Minute culturelle : la jonquille veut dire « je te désire ». Cette photo a un symbolisme surpuissant !

Et puis quand on drague, on manque parfois de subtilité. On cherche tellement à plaire qu’on se trouve très vite ridicule. Non mais qui n’a jamais vécu cette scène où on entre en interaction avec l’objet de son affection et à la fin de la conversation, on a envie de se donner des baffes tellement on s’est trouvé lourd-e, tarte… Cette sensation agaçante d’avoir ruiné toutes ses chances avec un rire forcé qui ferait passer le pire des psychopathes pour une personne tout à fait charmante, un humour aussi fin qu’un parpaing et d’ailleurs, la vanne, là, elle faisait pas un peu raciste ? La drague, c’est aussi ce moment terrible où tu as l’impression que l’autre ne te rend pas l’attirance mais que, par contre, il est allé parler à cette sale pétasse d’Anne-Laure… Forcément, quand on déballe la marchandise, hein… Oui, accessoirement la drague peut vite rendre agressif-ve

trop-jalousie

Mais surtout, la drague, c’est nul parce que ce n’est pas l’histoire que l’on nous vend. Norman le dit « Je trouve ça nul de devoir forcer les choses ». Dans la plupart des contes de fées et comédies romantiques, l’amour cueille nos protagonistes, le sentiment est évident de  base. L’histoire ne sera jamais celle d’un mec ou d’une nana qui galère pour conquérir l’objet de son affection. La conquête consiste plus à surmonter quelques épreuves de type différences sociales, sorcière, dragon ou proie un peu lente à la détente mais jamais notre héros/héroïne ne dit non à la déclaration. Du coup, ne pas voir l’autre vous rendre immédiatement votre crush paraît difficilement concevable, une anomalie. Et ça rend l’histoire à raconter un peu moins intéressante…

“Dis Papa, comment tu l’as rencontrée maman ?

– Oh bah, c’était à une soirée où nous étions invités tous les deux. Dès qu’on s’est vus, on a su”.

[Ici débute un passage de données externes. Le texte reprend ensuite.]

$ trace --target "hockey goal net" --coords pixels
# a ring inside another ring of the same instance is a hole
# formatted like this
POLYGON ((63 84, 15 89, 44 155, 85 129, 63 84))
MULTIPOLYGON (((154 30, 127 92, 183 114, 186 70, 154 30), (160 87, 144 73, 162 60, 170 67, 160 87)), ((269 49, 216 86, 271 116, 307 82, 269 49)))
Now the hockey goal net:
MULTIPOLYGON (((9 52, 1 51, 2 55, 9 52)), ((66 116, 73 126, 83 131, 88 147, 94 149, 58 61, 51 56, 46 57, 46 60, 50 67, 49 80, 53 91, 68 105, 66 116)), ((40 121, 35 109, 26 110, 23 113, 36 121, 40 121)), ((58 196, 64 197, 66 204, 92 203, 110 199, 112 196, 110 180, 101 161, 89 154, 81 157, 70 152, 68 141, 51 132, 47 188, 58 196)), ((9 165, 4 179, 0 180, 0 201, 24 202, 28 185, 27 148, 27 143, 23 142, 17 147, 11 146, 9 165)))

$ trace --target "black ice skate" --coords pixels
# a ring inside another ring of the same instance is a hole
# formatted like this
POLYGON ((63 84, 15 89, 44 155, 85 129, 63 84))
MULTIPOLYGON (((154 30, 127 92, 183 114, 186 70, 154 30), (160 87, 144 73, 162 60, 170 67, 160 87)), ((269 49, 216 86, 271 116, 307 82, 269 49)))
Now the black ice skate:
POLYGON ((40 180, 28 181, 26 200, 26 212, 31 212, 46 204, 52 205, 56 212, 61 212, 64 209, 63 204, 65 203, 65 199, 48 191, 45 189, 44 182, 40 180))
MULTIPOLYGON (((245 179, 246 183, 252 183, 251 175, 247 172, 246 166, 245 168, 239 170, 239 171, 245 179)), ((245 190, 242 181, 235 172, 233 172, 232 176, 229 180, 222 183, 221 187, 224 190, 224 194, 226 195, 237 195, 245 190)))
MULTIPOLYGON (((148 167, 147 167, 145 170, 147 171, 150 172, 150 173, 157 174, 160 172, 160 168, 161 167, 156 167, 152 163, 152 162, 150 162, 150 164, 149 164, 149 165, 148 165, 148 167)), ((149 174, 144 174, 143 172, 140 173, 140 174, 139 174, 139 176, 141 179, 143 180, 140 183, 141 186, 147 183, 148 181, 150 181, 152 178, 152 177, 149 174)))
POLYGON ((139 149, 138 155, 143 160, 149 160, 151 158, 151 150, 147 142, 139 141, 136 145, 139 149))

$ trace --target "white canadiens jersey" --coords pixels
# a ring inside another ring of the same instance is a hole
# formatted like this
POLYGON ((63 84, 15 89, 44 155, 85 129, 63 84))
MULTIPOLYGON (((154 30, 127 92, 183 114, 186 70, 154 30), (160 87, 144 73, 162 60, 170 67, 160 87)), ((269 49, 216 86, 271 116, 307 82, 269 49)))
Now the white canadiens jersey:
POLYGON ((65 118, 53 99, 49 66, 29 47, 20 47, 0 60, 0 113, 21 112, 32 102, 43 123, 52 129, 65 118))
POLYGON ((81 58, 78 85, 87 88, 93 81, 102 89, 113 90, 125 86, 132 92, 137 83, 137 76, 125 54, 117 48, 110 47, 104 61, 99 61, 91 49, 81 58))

Non, dès qu’on s’est vus, j’ai su mais elle non car elle était un peu bourrée et, accessoirement, elle était venue avec un mec qu’elle avait envie de butiner mais elle comprit un peu plus tard que ledit garçon s’intéressait plus au joli Aurélien qu’il ne lâcha plus de la soirée. Dépitée, elle se servit un autre mojito et fuma quelques cigarettes, beaucoup, parce qu’elle s’ennuyait. A un moment, elle a commencé à se sentir nauséeuse et après avoir fait des politesses à un garçon qui lui proposait de lui donner un cours photo, elle lui lâcha son mail pour pouvoir sortir de cet appartement avant de vomir. Ce n’est qu’au bout de quelques “cours photo” qu’elle se rendit compte que ce garçon était intéressant et qu’elle appréciait son amitié… Et qu’il fallait peut-être lui donner une chance. Lui ramait comme un fou, passait des nuits sur le web à trouver une idée géniale de lieu pour son prochain “cours photo”, il s’est cru friendzoné plusieurs fois mais il s’accrocha, on ne savait jamais. Un peu loser mais finalement, à la fin, il obtint enfin sa belle. Un peu plus long comme histoire et pas forcément valorisant, surtout avec tous les doutes qui assaillent en permanence. Et si, au fond, elle ne voulait pas de moi ?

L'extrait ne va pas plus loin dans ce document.